I saw the thing on animal planet too where they jumped with a mali. It was a young dog and going through his certification. They didn't hve a muzzle on and the dog hit the ground like nothing happened it was cool.


----------



## Jaimie Van Orden (Dec 3, 2008)

they'd have to muzzle ME to get me out of a perfectly good plane


----------



## Kristen Cabe (Mar 27, 2006)

Tiffany Geisen said:


> I saw the thing on animal planet too where they jumped with a mali. It was a young dog and going through his certification.

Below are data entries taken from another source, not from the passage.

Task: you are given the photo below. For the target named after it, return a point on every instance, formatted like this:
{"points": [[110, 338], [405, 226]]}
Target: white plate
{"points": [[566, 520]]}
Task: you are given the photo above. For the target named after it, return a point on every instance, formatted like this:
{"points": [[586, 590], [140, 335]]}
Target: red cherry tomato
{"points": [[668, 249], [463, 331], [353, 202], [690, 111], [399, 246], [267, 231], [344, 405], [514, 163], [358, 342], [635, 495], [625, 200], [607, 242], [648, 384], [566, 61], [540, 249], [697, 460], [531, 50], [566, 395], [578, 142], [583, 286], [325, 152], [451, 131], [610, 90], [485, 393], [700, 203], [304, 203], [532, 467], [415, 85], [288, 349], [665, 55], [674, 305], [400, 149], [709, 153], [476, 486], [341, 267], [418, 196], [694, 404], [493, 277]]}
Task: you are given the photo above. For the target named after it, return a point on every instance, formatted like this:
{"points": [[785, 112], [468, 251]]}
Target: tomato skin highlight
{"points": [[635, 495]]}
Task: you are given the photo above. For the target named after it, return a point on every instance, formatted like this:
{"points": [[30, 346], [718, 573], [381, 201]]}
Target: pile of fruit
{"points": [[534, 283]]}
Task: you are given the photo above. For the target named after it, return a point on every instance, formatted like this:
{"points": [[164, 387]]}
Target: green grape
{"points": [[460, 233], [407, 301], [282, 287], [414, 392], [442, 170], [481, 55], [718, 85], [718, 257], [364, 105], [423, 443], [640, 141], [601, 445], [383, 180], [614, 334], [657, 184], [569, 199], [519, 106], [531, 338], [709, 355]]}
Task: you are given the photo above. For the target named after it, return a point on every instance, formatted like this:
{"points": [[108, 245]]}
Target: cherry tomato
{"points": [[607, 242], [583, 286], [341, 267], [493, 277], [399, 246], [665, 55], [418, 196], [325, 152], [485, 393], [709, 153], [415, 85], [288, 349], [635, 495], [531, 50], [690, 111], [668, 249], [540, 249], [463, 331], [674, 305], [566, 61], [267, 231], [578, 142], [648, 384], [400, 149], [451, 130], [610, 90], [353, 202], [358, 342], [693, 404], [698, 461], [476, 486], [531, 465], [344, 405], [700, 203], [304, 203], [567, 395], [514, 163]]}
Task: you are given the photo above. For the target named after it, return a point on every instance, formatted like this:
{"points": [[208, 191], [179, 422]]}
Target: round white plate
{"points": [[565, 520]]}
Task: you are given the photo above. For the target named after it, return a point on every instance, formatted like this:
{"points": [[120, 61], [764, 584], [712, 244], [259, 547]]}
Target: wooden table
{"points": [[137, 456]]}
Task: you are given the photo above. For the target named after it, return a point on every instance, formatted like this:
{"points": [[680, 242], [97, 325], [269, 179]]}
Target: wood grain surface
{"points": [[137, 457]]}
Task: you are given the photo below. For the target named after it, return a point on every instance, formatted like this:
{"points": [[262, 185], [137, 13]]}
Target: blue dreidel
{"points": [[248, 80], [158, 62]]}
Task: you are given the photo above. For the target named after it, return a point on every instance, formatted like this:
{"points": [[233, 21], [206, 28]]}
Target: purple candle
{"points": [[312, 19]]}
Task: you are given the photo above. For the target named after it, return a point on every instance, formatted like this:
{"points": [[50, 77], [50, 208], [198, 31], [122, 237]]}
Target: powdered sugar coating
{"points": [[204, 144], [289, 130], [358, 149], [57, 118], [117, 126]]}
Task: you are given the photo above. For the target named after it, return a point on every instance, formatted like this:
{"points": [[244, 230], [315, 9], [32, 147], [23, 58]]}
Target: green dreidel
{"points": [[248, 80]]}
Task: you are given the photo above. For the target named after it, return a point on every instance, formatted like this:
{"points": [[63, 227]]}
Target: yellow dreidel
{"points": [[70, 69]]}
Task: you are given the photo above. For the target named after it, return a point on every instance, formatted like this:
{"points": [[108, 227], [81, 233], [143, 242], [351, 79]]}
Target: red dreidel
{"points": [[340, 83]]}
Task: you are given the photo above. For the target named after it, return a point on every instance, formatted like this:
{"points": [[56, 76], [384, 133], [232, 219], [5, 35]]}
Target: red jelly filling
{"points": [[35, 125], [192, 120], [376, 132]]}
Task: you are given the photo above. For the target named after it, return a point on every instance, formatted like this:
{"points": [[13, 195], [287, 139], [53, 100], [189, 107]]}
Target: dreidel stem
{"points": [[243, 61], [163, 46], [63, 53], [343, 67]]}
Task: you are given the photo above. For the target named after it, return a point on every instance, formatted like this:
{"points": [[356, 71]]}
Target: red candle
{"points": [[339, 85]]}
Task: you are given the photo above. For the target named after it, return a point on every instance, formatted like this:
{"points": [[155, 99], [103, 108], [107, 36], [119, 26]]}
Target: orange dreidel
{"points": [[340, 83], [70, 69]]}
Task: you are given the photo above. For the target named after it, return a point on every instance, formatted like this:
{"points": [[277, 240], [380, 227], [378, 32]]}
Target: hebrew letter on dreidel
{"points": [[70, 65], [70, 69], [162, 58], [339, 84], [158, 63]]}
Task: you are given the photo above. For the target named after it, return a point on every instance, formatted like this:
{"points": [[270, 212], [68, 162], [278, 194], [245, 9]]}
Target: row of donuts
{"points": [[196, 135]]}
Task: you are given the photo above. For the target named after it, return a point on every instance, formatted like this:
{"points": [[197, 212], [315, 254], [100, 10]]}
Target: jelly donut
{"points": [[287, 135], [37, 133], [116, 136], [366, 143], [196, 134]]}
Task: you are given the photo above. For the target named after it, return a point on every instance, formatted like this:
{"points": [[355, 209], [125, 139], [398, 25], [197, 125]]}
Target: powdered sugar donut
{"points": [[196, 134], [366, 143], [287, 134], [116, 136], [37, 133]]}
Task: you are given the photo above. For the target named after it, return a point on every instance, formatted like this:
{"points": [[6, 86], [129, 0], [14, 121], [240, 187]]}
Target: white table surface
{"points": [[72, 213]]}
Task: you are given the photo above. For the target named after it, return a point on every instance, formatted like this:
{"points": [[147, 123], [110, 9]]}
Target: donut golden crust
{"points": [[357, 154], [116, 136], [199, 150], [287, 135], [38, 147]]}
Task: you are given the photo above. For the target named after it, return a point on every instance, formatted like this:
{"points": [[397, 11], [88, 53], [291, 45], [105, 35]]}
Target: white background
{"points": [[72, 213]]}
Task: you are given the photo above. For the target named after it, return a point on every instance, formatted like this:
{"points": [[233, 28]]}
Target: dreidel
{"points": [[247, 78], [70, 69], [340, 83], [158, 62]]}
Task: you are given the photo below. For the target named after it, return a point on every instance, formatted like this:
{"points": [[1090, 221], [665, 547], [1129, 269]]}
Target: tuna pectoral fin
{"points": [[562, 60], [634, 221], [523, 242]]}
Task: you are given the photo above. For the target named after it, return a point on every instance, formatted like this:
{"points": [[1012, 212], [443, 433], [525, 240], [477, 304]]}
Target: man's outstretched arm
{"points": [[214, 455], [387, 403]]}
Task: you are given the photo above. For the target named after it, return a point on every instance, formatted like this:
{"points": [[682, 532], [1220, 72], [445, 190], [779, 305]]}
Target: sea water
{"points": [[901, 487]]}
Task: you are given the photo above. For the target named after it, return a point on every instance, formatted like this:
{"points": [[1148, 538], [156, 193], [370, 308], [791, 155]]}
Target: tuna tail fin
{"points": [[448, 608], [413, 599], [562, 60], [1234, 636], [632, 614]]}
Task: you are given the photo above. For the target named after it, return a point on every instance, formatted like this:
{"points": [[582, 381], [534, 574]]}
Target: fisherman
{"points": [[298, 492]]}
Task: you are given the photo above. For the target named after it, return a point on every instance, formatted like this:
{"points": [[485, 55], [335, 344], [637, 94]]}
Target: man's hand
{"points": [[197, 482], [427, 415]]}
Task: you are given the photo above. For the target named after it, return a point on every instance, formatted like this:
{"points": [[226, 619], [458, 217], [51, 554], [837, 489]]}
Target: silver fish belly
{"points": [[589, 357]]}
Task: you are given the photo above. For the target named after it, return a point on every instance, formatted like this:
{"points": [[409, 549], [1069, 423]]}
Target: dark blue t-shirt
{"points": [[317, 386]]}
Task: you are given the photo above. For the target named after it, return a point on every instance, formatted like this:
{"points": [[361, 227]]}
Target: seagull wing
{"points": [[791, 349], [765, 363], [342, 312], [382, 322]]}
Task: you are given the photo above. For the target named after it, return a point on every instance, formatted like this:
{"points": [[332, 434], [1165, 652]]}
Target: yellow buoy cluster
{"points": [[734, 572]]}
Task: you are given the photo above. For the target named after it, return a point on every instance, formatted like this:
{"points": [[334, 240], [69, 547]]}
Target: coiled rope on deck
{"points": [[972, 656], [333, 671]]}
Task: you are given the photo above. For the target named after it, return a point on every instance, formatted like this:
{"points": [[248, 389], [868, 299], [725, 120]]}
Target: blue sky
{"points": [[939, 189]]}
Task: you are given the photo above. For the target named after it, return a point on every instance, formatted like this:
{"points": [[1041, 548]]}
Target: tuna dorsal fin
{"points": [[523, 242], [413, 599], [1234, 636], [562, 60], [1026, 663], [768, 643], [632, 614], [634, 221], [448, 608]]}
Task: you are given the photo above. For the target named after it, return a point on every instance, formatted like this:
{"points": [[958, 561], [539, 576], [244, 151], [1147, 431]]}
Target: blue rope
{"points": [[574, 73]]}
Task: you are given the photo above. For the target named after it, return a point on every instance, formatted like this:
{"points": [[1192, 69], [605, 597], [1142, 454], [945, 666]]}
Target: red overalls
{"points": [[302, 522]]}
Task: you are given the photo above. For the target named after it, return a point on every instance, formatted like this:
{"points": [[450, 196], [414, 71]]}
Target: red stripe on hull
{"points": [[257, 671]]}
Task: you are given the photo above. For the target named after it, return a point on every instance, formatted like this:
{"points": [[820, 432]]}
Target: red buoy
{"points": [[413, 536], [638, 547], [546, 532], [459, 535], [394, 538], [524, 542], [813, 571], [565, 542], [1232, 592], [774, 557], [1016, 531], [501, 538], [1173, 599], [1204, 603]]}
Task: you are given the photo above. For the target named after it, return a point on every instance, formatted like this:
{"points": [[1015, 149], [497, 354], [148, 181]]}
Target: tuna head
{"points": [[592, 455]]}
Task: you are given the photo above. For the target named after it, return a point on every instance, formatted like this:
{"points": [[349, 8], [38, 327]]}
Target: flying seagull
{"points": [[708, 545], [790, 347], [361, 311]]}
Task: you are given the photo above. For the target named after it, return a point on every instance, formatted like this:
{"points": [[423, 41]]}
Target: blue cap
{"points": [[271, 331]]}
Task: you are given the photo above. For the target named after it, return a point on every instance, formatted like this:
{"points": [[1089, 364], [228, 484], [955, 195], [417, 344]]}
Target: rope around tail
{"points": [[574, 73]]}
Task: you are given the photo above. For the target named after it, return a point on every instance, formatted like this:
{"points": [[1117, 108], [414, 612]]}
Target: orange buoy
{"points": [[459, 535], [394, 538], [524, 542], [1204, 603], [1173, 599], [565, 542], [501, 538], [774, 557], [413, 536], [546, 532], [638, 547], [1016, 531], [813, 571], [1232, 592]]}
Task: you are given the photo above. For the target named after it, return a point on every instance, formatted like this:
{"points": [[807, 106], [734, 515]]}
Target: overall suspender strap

Certification for what, though? I still don't understand why this is something that would be necessary


----------



## Michelle Reusser (Mar 29, 2008)

Kristen Cabe said:


> Certification for what, though? I still don't understand why this is something that would be necessary


If the military wants a dog behind enemy lines, dropping them in may be the only way. Not something I'd wanna do, I'd take bets on who barfed first, me or the dog. :-o


----------



## Sara Findley (Feb 27, 2008)

Michelle Kehoe said:


> If the military wants a dog behind enemy lines, dropping them in may be the only way. Not something I'd wanna do, I'd take bets on who barfed first, me or the dog. :-o


 Well at least this way if you did barf you could blame it on the dog.. :-k :-D


----------